I would suggest that in fact, we should look much closer to home to explain that failure. Not once does this “leader of British Jewry” even entertain the possibility of taking responsibility for a scenario where large portions of those he is supposed to be leading should be above partisan politics? Why are so many young Jews “unwitting”? Instead, he blames “the lack of progress towards peace”.
Having failed to convince the Israeli government of the error of its ways, Mr Davis has once again written in the media, berating the Israeli government’s “lack of effort” in negotiations with the Palestinian Authority. Israel’s determined diplomatic efforts to prevent a nuclear Iran are all very well, he claims, but “the tragedy for us in the diaspora is that the same effort is not being made by Israeli leaders for the peace process.”
Israeli leaders including Benjamin Netanyahu and Naftali Bennett, who comes in for particular criticism from Mr Davis, have fought in real-life battlefields. They both are currently shouldering the burden of defending Israel’s populace from deadly terrorism and the nuclear threat from Iran. So to point out that they have not stood on the frontline against delegitimisation, against placard-waving lunatics who refuse to buy Israeli fruit or fizzy drinks, is a little ridiculous, to put it gently.
As galling as the lack of perspective, sense of entitlement and failure to lead and take responsibility for doing what his council purports to do, is the insinuation throughout both articles that the Israeli government is somehow ignoring diaspora Jewry and that they have to consider their security decisions based on outspoken views and threats from Mr Davis.
Only recently, the Jerusalem Post and the JC revealed details of an ambitious government plan to invest billions of dollars in programmes reaching out to diaspora Jews.

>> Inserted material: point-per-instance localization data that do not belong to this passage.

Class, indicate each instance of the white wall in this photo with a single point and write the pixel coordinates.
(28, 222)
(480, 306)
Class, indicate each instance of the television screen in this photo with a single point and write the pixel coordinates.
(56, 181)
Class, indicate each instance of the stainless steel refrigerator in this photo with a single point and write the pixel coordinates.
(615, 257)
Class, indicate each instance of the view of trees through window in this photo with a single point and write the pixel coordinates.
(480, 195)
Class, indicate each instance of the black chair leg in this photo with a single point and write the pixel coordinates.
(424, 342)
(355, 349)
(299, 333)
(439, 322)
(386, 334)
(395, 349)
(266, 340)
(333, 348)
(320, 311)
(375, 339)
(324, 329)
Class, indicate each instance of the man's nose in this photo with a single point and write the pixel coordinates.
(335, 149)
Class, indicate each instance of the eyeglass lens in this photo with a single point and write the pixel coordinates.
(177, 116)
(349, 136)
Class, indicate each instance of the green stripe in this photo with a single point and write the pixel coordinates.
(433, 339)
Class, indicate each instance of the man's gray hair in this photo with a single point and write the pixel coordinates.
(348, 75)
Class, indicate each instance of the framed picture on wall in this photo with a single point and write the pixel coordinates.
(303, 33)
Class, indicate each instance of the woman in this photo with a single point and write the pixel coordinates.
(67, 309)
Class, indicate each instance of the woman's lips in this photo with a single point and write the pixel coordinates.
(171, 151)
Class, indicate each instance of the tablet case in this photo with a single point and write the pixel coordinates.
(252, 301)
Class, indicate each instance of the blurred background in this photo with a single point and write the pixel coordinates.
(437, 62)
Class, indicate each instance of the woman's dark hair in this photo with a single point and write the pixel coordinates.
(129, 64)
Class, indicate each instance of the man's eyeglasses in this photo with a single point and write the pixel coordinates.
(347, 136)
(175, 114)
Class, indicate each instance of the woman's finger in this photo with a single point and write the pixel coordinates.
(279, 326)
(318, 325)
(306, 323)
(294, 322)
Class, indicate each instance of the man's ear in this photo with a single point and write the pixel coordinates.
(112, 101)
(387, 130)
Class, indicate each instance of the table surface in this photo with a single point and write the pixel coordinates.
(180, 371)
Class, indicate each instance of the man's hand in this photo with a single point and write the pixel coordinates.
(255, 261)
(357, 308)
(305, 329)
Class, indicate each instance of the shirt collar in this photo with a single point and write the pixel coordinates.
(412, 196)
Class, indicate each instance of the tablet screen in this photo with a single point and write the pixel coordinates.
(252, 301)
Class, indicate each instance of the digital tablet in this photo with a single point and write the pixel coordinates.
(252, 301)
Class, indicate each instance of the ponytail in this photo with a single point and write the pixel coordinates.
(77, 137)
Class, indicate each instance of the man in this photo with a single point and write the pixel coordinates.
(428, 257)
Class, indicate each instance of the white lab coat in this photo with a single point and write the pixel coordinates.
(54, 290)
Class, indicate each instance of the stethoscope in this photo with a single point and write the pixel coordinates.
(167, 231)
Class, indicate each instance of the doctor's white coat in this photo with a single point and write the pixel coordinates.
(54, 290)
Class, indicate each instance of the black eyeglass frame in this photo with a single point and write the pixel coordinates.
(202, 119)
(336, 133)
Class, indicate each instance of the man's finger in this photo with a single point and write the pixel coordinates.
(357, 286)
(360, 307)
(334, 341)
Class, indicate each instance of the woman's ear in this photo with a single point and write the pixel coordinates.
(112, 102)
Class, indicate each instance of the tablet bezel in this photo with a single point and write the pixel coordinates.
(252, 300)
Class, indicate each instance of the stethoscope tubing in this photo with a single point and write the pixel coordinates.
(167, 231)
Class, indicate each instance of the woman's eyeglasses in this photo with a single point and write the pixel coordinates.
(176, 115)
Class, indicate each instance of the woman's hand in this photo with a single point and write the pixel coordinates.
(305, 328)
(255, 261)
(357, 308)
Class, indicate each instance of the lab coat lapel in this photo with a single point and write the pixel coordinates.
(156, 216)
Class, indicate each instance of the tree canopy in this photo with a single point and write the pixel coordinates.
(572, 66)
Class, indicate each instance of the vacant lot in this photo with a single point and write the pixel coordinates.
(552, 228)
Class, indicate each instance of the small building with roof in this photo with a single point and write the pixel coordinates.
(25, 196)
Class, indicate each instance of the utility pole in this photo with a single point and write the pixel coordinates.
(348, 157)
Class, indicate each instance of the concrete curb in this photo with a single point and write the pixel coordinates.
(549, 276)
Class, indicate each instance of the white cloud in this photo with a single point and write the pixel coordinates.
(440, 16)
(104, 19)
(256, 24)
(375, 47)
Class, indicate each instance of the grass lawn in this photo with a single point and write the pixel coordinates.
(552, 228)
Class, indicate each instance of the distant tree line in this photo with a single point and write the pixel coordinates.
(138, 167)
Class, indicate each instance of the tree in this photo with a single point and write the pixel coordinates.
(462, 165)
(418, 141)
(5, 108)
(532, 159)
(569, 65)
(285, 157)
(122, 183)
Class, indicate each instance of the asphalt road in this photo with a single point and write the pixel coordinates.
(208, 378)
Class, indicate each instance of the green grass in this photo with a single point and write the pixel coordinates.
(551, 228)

That news came not long after Naftali Bennett, speaking as Minister for Diaspora Affairs, urged a new, more equal relationship between the state of Israel and Jewish communities abroad. Prime Minister Benjamin Netanyahu’s office told the Jerusalem Post that “Israel needs Jewish communities around the world” and that the government feels a “moral responsibility for the continuation of Judaism and continuation of Jewish communities” outside Israel.

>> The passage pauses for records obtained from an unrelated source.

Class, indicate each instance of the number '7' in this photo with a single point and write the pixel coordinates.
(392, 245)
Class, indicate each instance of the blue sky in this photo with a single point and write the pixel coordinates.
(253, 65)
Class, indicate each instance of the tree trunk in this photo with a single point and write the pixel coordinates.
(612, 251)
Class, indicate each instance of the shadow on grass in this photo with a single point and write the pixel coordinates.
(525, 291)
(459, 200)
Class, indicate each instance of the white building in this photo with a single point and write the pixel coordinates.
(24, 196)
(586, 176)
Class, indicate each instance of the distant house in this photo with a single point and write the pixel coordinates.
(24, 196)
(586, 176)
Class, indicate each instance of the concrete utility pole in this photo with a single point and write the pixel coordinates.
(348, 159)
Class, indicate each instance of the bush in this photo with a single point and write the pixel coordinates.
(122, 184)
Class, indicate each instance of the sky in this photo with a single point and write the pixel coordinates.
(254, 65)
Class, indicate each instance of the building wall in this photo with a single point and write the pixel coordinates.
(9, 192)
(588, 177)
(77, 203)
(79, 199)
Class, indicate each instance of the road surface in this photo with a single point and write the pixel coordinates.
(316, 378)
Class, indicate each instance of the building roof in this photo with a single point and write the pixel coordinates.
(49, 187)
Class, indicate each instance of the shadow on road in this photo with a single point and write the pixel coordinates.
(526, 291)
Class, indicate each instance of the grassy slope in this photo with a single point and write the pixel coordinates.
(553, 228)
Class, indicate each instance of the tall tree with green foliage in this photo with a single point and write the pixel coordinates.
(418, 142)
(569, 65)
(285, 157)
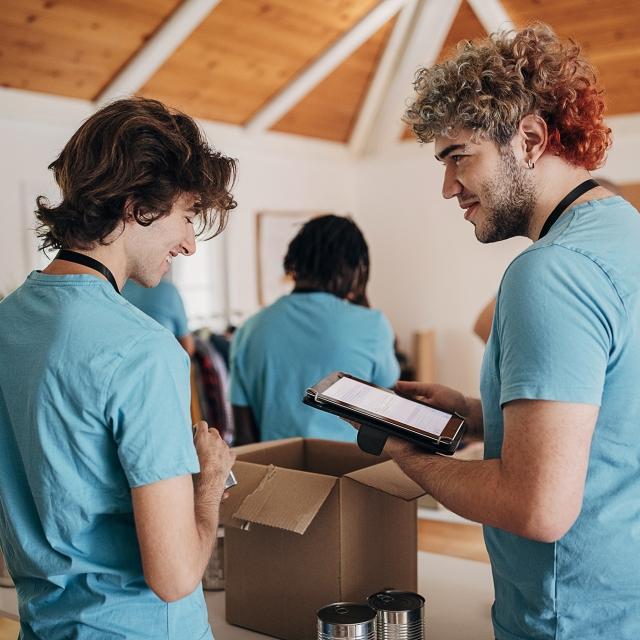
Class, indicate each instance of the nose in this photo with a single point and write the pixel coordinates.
(451, 187)
(188, 245)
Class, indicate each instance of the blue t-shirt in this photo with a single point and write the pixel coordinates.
(567, 328)
(298, 340)
(94, 400)
(162, 302)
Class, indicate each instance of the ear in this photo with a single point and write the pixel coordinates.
(531, 138)
(128, 211)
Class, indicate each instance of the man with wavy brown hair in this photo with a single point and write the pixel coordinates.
(517, 124)
(108, 503)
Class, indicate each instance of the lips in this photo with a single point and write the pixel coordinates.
(470, 209)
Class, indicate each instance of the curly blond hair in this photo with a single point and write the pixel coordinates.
(490, 85)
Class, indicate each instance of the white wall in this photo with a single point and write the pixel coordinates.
(428, 270)
(275, 172)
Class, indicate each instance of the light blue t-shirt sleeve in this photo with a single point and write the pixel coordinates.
(237, 392)
(147, 409)
(556, 318)
(386, 369)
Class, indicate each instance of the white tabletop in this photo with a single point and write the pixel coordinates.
(459, 594)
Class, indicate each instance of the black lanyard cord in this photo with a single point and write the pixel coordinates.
(86, 261)
(574, 194)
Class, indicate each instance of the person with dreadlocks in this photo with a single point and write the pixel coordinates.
(517, 122)
(324, 325)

Of course, there is no real comparison to be made between a family who struggles to make a living and lives in fear under the shadow of missile fire and those families living in a safe and secure environment in London.
Most Jews who live outside Israel recognise that as passionately Zionist as we may be, we simply do not run the same risks as those who live there, based on the political choices our leaders make.
To date, few have publicly taken issue with this wretched armchair Zionist leadership approach. But I believe that this silence, particularly on the part of the grassroots of our community, comes more from a place of contempt or disinterest in the opinions of self-appointed, outspoken leaders rather than out of a sense of agreement with them.
I am fortunate to have witnessed first-hand how Jews of all stripes – secular and religious, old and young, right-wing, left-wing and everything in between — have opened their pockets and their hearts to the JNF, without preconditions, to help their less fortunate brothers and sisters in Israel.
We are all responsible for the Jewish state, because it guarantees our right to exist as a Jewish nation. But it is time that we all, from the most prominent leaders of our community to the average Zionist on the street, focused a little less on our rights as Zionists and a little more on our responsibilities.